Soluğunun arasından adımı mırıldandı. Başını iki yana salladı hafifçe, hala yanıbaşımdayken.

"Bu his, bu yaşadığım, yaşattığın his."

Derin bir nefes aldı. Bakışları dudaklarıma indi yeniden.

"Büyülenmiş gibiyim."

Dudağımı yaladığımda, gözlerini kapatıp küçük bir öpücük bıraktı.

"Gibisi fazla, büyüleniyorum."

Elim kalbinin üstündeki dururken, ritmi hızlanan atışlarına gülümsedim.

"Benim de senden bir farkım olmadı hiçbir zaman. Kalbim her defasında sana koşuyor sanki. Öyle hızlı."

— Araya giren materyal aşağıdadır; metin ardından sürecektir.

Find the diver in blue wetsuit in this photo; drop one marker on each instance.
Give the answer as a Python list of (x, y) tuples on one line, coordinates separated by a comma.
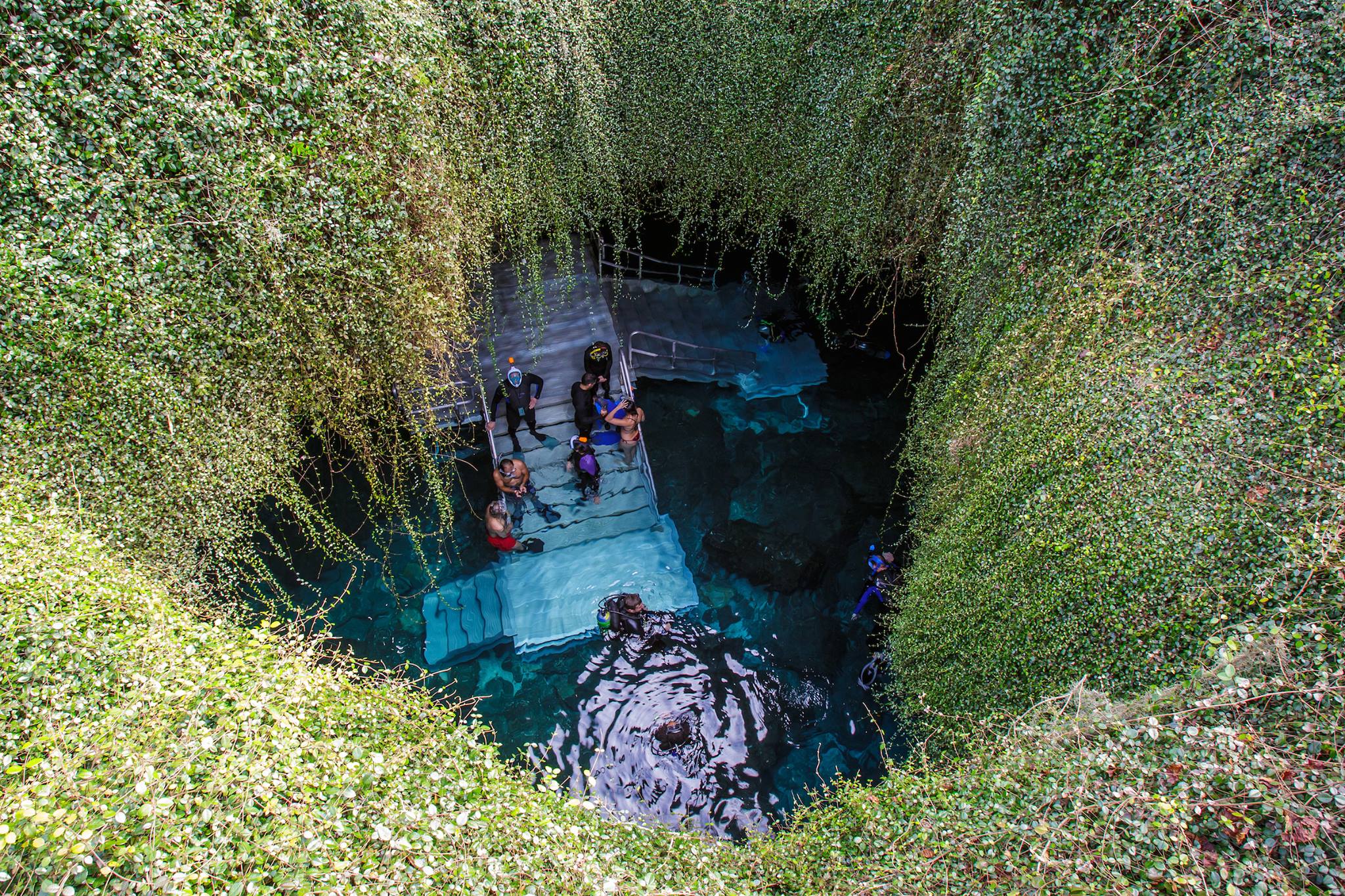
[(883, 581)]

Belimden destekleyerek beni yeniden tabureye oturttu. Bir parmağı yanağımdan hayali bi çizgiyle göğsümün üzerine indi. İzlediği yol, cayır cayır yandı. Sonra kalbimi durduracak hamlesini yaptı.

Dudaklarını göğsümün üzerinden kalbime bastırdı. Uzunca orada kaldı. Kalbimin gümbürtüsü resmen, dudaklarına çarptı.

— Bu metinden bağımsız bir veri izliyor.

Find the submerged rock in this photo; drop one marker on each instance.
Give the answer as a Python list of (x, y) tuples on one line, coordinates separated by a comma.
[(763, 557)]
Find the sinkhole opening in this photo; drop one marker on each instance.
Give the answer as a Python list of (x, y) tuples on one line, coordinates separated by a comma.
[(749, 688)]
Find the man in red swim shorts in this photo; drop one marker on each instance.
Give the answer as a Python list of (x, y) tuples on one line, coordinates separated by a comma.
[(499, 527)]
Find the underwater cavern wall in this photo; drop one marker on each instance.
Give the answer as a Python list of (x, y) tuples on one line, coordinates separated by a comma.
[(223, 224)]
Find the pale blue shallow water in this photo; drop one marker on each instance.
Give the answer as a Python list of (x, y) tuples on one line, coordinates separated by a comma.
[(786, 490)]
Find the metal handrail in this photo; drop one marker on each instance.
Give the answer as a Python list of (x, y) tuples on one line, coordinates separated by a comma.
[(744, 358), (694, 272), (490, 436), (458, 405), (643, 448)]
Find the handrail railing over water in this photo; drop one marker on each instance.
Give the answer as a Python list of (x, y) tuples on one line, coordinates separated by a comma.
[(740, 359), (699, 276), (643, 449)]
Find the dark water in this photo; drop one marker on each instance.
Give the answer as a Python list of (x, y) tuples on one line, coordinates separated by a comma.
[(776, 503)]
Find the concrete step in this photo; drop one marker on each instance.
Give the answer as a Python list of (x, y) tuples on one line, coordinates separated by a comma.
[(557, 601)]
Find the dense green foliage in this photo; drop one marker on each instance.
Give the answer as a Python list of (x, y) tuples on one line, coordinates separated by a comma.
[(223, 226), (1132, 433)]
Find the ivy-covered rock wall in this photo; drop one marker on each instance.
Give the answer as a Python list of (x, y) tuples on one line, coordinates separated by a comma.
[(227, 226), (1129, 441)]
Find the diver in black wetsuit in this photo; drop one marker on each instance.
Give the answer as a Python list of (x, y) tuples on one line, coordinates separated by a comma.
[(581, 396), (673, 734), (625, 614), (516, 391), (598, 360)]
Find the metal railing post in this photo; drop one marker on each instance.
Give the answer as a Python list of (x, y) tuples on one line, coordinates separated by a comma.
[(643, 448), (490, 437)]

"Beni öldürmeye niyetlisin."

Kesik nefeslerim arasından zar zor çıkan sesimle, dudaklarını çekip başını kaldırdı.

"Benimle ölmez misin?"

Gözlerindeki yoğun duygu, benim ruhumu ezip geçtiğinde dudaklarına kapandım hızla.

"Ölmekse, ölmek."

Bir kez daha uzunca öptüm.

"Yanmaksa, yanmak."

Tam tekrar dudaklarına uzanırken, gelen sesle başımı çevirdim. Fotoğraf makinesi ötüyordu. Çağan ellerini belimden çekip makinenin yanına gitti. Yüzündeki sırıtış büyürken kaşlarımı çatıp kalktım ben de.

"Ne oldu?"

"Şarjı bitiyor."

Hala gülüyordu.

"Buna niye mutlu olduğunu sorabilir miyim?"

"Az önceki anlarımızı video kaydına alırken şarjı bitmiş de o yüzden."

Ağzım şaşkınlıkla aralandı. Kan yanaklarıma hücum ederken öylece kaldım. O makineyi şarja takıp, kaydı açtı.

"Benim ol."

"Seninim."

Gülümsemesi asla silinmedi, daha da büyüdü. Yanına yaklaşıp, ekrana baktım.

"Sileceksin değil mi?"

Kaşlarını çatıp, makineyi yerine koydu. Bana döndü bakışları.

"Hayatımın en güzel dakikalarını mı?"

Başını iki yana salladı.

"Sanmıyorum. Hafızamdan asla silmeyeceğim gibi."

Sözleri, kalbimle ruhumu aynı anda okşarken yutkundum.

"Hafızanda kalmaktansa, sürekli yenilenmeyi tercih ederim. Anlarına, an ekle her zaman. Hep bir yenisini."